Question

A scooter can produce a maximum acceleration of \[5\text{m/}{{\text{s}}^{2}}\]. It’s brakes can produce a maximum retardation of \[10\text{m/}{{\text{s}}^{2}}\]. Find the maximum time in which it starts from rest, covers a distance of \[1.5\text{ km}\] and stops again.

Answer 1

Hint Firstly, using \[\text{s = ut + }\frac{1}{2}\text{a}{{\text{t}}^{2}}\], time at which the body starts from rest is calculated. Then, using \[\text{v = u + at}\], velocity for covering distance \[\text{s}\] is found. Finally, using \[\text{v = u + at}\], time in which body stops is calculated.
Formula used: \[\text{s = ut + }\frac{1}{2}\text{a}{{\text{t}}^{2}}\] and \[\text{v = u + at}\], both are equations of motion.

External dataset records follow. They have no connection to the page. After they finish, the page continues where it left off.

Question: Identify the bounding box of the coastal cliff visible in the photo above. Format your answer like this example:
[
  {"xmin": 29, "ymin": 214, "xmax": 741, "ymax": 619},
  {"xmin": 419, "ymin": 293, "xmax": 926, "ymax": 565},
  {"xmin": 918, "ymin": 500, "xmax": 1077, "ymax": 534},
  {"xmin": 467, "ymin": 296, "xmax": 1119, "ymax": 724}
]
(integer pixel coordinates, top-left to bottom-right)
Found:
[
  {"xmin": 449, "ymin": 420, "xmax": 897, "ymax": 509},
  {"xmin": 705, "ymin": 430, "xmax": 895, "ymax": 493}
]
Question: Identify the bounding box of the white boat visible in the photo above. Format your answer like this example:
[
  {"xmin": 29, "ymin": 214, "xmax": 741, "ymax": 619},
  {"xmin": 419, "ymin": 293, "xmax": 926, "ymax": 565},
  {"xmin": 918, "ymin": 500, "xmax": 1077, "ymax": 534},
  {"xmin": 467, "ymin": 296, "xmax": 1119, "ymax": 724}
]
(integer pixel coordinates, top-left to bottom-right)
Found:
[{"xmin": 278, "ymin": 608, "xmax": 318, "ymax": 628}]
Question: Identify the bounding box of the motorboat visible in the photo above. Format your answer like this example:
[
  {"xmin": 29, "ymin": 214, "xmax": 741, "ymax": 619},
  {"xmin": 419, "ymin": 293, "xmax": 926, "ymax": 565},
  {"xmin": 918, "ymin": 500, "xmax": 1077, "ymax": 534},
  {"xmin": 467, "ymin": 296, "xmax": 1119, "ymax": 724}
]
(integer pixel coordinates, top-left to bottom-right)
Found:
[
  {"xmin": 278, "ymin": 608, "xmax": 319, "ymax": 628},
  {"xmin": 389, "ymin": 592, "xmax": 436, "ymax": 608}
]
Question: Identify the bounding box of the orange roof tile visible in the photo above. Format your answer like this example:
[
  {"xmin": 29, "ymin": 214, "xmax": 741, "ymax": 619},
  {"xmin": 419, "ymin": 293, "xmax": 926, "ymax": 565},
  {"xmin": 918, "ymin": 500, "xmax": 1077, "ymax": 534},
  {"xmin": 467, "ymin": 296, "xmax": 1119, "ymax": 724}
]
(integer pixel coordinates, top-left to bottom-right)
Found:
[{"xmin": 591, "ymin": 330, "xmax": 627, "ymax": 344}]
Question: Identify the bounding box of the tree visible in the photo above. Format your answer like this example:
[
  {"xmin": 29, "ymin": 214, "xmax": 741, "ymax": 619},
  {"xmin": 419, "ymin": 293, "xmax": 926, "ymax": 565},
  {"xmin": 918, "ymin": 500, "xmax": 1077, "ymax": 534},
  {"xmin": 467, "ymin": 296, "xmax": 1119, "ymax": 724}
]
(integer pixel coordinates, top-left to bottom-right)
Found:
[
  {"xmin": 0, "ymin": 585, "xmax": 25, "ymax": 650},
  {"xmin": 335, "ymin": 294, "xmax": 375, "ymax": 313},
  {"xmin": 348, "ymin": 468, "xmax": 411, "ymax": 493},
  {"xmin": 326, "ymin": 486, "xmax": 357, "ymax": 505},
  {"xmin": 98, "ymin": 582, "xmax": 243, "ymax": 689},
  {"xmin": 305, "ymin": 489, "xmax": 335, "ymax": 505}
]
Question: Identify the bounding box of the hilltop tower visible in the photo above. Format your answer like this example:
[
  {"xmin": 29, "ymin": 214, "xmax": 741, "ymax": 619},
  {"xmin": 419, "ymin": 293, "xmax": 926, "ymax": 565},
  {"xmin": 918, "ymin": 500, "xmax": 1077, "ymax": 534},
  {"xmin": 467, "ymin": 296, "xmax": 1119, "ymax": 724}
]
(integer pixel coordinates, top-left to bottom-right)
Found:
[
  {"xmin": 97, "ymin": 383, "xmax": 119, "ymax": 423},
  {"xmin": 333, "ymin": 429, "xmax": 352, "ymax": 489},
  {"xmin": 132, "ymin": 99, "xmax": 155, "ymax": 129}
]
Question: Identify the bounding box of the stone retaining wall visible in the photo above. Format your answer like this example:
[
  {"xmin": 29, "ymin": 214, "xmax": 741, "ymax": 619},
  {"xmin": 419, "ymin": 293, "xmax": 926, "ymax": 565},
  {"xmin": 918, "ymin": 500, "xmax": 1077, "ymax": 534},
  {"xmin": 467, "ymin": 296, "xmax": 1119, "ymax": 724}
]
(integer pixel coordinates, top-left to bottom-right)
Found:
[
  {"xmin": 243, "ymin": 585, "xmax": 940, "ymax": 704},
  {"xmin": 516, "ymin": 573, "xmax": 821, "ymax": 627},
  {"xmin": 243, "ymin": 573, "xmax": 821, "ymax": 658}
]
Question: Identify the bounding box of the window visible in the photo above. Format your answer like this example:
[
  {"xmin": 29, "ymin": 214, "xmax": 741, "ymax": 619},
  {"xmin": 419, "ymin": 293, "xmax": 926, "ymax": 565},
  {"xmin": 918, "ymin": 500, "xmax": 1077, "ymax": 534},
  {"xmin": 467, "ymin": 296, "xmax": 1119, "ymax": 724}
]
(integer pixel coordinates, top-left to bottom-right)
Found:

Complete Step by step solution
Firstly, we will calculate the time at which body starts from rest using equation:
\[\begin{align}
  & \text{s = ut + }\frac{1}{2}\text{a}{{\text{t}}^{2}} \\
 & \text{s = 0 + }\frac{1}{2}\text{a}{{\text{t}}^{2}} \\
 & 1500=\frac{1}{2}\times 5\times {{\text{t}}^{2}} \\
 & {{\text{t}}^{2}}=600 \\
 & \text{t = 10}\sqrt{6}\text{ or 24}\text{.49 sec}
\end{align}\]
Now, to calculate the velocity with which distance \[\text{s}\] was covered, we use the equation:
\[\begin{align}
  & \text{v = u + at} \\
 & \text{v = 0 + 5}\times \text{24}\text{.49} \\
 & \text{v = 122}\text{.45 m/sec} \\
\end{align}\]
Finally, the time at which body comes to rest is found using:
\[\begin{align}
  & \text{v = u + at} \\
 & \text{0 = 122}\text{.45}-10\times \text{t} \\
 & \text{t = 12}\text{.245 sec} \\
\end{align}\]
Here, \[\text{a = }-10\text{ m/se}{{\text{c}}^{2}}\]= retardation, \[\text{u = 122}\text{.45 m/sec}\] and \[\text{v = 0}\] as body stops.
Hence, \[\text{t = 12}\text{.245 sec}\] is the required answer for this question.

Note The velocity of the vehicle on a road is never uniform. It’s velocity increases and decreases at random.Since the velocity of the vehicle on the road keeps on changing, it is said to have accelerated motion.